フィルムがすっぱくなるビネガーシンドロームその3

さて、このビネガーシンドロームは、当然写真用のフィルムにも起きている事で、分母が大きいので一般的に深刻な問題だろうと思われます。
そして一般的ではありませんが、考えようによってはもっと深刻な状況なのは、マイクロフィルム。
図書館に行くと現物を見られますが、さまざまな文書を小さくして保存しておくために、超高密度の写真を撮って保存していたのですね。これがマイクロフィルム。
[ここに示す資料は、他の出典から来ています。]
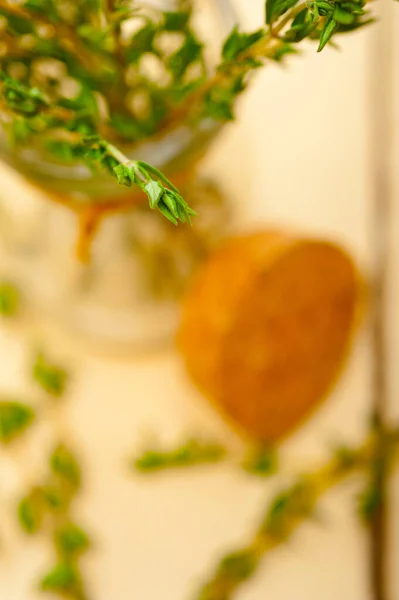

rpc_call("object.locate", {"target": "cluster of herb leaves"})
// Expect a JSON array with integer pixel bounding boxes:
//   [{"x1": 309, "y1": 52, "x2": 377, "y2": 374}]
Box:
[
  {"x1": 196, "y1": 429, "x2": 399, "y2": 600},
  {"x1": 0, "y1": 0, "x2": 376, "y2": 223},
  {"x1": 132, "y1": 437, "x2": 278, "y2": 477},
  {"x1": 0, "y1": 340, "x2": 90, "y2": 600},
  {"x1": 133, "y1": 438, "x2": 226, "y2": 473},
  {"x1": 18, "y1": 444, "x2": 90, "y2": 600}
]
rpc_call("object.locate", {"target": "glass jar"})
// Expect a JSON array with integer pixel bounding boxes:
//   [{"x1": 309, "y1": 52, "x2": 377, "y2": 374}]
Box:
[{"x1": 0, "y1": 0, "x2": 236, "y2": 350}]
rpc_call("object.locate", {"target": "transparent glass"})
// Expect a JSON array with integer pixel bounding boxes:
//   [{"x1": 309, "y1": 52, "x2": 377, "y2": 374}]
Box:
[{"x1": 0, "y1": 0, "x2": 235, "y2": 350}]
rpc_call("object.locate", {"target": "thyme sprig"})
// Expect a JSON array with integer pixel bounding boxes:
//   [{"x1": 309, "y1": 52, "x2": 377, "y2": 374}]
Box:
[
  {"x1": 0, "y1": 0, "x2": 380, "y2": 229},
  {"x1": 196, "y1": 429, "x2": 399, "y2": 600},
  {"x1": 132, "y1": 438, "x2": 226, "y2": 473}
]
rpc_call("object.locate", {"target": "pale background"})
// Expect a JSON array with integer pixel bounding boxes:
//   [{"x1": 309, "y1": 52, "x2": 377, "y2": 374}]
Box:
[{"x1": 0, "y1": 0, "x2": 399, "y2": 600}]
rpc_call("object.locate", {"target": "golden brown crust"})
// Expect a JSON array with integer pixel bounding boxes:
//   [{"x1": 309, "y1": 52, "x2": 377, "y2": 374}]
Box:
[{"x1": 179, "y1": 232, "x2": 359, "y2": 442}]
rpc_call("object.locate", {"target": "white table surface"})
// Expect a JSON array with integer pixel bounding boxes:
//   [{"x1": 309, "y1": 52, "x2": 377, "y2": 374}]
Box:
[{"x1": 0, "y1": 0, "x2": 399, "y2": 600}]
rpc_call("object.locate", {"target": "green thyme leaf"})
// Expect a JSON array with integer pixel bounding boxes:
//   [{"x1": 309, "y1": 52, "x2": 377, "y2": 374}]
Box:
[
  {"x1": 145, "y1": 179, "x2": 165, "y2": 208},
  {"x1": 218, "y1": 550, "x2": 259, "y2": 582},
  {"x1": 163, "y1": 11, "x2": 191, "y2": 31},
  {"x1": 0, "y1": 400, "x2": 35, "y2": 444},
  {"x1": 317, "y1": 17, "x2": 338, "y2": 52},
  {"x1": 333, "y1": 4, "x2": 356, "y2": 25},
  {"x1": 133, "y1": 439, "x2": 226, "y2": 473},
  {"x1": 41, "y1": 483, "x2": 71, "y2": 512},
  {"x1": 40, "y1": 562, "x2": 81, "y2": 594},
  {"x1": 266, "y1": 0, "x2": 298, "y2": 25},
  {"x1": 55, "y1": 523, "x2": 90, "y2": 557}
]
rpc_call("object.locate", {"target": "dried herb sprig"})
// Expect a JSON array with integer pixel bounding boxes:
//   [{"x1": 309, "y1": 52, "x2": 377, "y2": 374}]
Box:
[
  {"x1": 132, "y1": 438, "x2": 226, "y2": 473},
  {"x1": 0, "y1": 0, "x2": 382, "y2": 230},
  {"x1": 196, "y1": 429, "x2": 399, "y2": 600}
]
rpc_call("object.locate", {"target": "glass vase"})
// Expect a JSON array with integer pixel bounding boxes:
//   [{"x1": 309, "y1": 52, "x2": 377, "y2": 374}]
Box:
[{"x1": 0, "y1": 0, "x2": 235, "y2": 351}]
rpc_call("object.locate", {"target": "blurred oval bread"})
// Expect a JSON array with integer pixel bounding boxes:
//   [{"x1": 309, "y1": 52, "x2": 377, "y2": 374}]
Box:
[{"x1": 178, "y1": 232, "x2": 359, "y2": 443}]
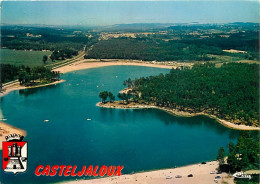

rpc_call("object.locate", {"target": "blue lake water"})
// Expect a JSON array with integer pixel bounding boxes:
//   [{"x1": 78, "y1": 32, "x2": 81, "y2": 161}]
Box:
[{"x1": 0, "y1": 66, "x2": 239, "y2": 183}]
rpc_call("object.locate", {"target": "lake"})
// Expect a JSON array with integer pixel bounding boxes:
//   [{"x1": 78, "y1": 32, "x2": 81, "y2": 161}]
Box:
[{"x1": 0, "y1": 66, "x2": 239, "y2": 184}]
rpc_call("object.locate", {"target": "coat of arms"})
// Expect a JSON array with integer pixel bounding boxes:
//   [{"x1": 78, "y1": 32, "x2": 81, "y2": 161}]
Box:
[{"x1": 3, "y1": 134, "x2": 27, "y2": 174}]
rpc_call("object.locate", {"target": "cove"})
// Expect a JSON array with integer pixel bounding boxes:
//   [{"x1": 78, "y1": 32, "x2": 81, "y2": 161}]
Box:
[{"x1": 0, "y1": 66, "x2": 239, "y2": 183}]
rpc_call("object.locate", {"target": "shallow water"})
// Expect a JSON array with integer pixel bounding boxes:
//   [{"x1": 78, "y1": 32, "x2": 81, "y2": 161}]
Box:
[{"x1": 0, "y1": 66, "x2": 238, "y2": 183}]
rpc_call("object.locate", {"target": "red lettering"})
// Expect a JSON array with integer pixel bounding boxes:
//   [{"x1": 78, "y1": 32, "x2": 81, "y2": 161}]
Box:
[
  {"x1": 35, "y1": 165, "x2": 44, "y2": 176},
  {"x1": 78, "y1": 165, "x2": 86, "y2": 177},
  {"x1": 85, "y1": 165, "x2": 93, "y2": 176},
  {"x1": 115, "y1": 165, "x2": 124, "y2": 176},
  {"x1": 64, "y1": 165, "x2": 72, "y2": 176},
  {"x1": 93, "y1": 166, "x2": 98, "y2": 176},
  {"x1": 42, "y1": 165, "x2": 51, "y2": 176},
  {"x1": 50, "y1": 165, "x2": 59, "y2": 176},
  {"x1": 59, "y1": 165, "x2": 66, "y2": 176},
  {"x1": 99, "y1": 165, "x2": 107, "y2": 177},
  {"x1": 107, "y1": 166, "x2": 116, "y2": 176},
  {"x1": 71, "y1": 165, "x2": 77, "y2": 176}
]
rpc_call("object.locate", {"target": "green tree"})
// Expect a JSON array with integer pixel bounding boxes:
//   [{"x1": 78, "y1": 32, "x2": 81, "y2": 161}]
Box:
[
  {"x1": 50, "y1": 54, "x2": 55, "y2": 62},
  {"x1": 108, "y1": 91, "x2": 115, "y2": 102},
  {"x1": 99, "y1": 91, "x2": 108, "y2": 103}
]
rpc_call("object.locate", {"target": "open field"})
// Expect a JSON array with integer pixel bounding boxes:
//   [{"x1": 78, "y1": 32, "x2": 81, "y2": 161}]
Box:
[{"x1": 0, "y1": 49, "x2": 52, "y2": 67}]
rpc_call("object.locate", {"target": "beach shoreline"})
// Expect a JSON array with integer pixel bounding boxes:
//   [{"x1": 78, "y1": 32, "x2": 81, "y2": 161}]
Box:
[
  {"x1": 96, "y1": 102, "x2": 260, "y2": 131},
  {"x1": 58, "y1": 161, "x2": 234, "y2": 184},
  {"x1": 0, "y1": 59, "x2": 190, "y2": 98},
  {"x1": 0, "y1": 122, "x2": 26, "y2": 150}
]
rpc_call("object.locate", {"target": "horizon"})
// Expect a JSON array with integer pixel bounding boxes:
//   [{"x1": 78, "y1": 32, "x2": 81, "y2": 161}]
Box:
[{"x1": 1, "y1": 0, "x2": 259, "y2": 27}]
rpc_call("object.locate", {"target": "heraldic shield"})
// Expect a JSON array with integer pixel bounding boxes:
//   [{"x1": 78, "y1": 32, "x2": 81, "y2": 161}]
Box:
[{"x1": 3, "y1": 134, "x2": 27, "y2": 174}]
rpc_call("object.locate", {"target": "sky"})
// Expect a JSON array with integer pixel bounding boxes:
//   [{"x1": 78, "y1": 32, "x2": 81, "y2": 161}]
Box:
[{"x1": 1, "y1": 0, "x2": 260, "y2": 26}]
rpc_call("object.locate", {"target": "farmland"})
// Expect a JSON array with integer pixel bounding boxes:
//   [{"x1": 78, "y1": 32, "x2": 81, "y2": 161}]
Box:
[{"x1": 0, "y1": 49, "x2": 52, "y2": 67}]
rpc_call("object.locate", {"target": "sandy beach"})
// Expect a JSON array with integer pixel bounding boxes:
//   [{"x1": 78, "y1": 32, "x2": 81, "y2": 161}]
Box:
[
  {"x1": 0, "y1": 122, "x2": 26, "y2": 150},
  {"x1": 0, "y1": 60, "x2": 260, "y2": 184},
  {"x1": 54, "y1": 59, "x2": 179, "y2": 73},
  {"x1": 96, "y1": 101, "x2": 260, "y2": 130},
  {"x1": 62, "y1": 161, "x2": 234, "y2": 184}
]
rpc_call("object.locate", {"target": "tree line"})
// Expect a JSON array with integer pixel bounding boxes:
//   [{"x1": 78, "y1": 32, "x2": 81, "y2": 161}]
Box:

これらが重要な書類が読めなくなるキケンな事態にさしかかってるのであります。

そのため、より深刻で突っ込んだ議論と分析がされてるようです。

ネットをあさってみると、ビネガーシンドロームをはじめとしたフィルム劣化の傾向と対策をまとめた文章を見つけることが出来ました。
本家本元、コダックのレポートです。

マイクロフィルムの長期保存 劣化とその対策/コダック株式会社
http://www.ndl.go.jp/jp/aboutus/pdf/lecture_no18.pdf

 

他にもマイクロフィルムについてはいくつかありましたが、わかりやすいのを。

文書管理通信
http://www.bunkan.jp/pic/59/index.html

 

小型映画フィルムはどうでしょうか?
映画フィルムの修復及びテレシネの業者株式会社吉岡映像さんでは、作業実績からまとめたものを公開しています。

吉岡映像 小型映画フィルムの修復とテレシネに挑む
http://www.oldfilm-saver.com/challenging.htm

 

しかし、すでに酸っぱくなり始めたフィルムの処置をどうするのか、冷凍保存して劣化を遅らせるとかちらっと言及がありますが、冷凍は怖いのでさておき、具体的に対応可能な方法が見つかりません。

できれば回復したいし、なんとか進行を遅らせることが出来ないだろうかこの21世紀に。もうちょっと探索を続けてみます。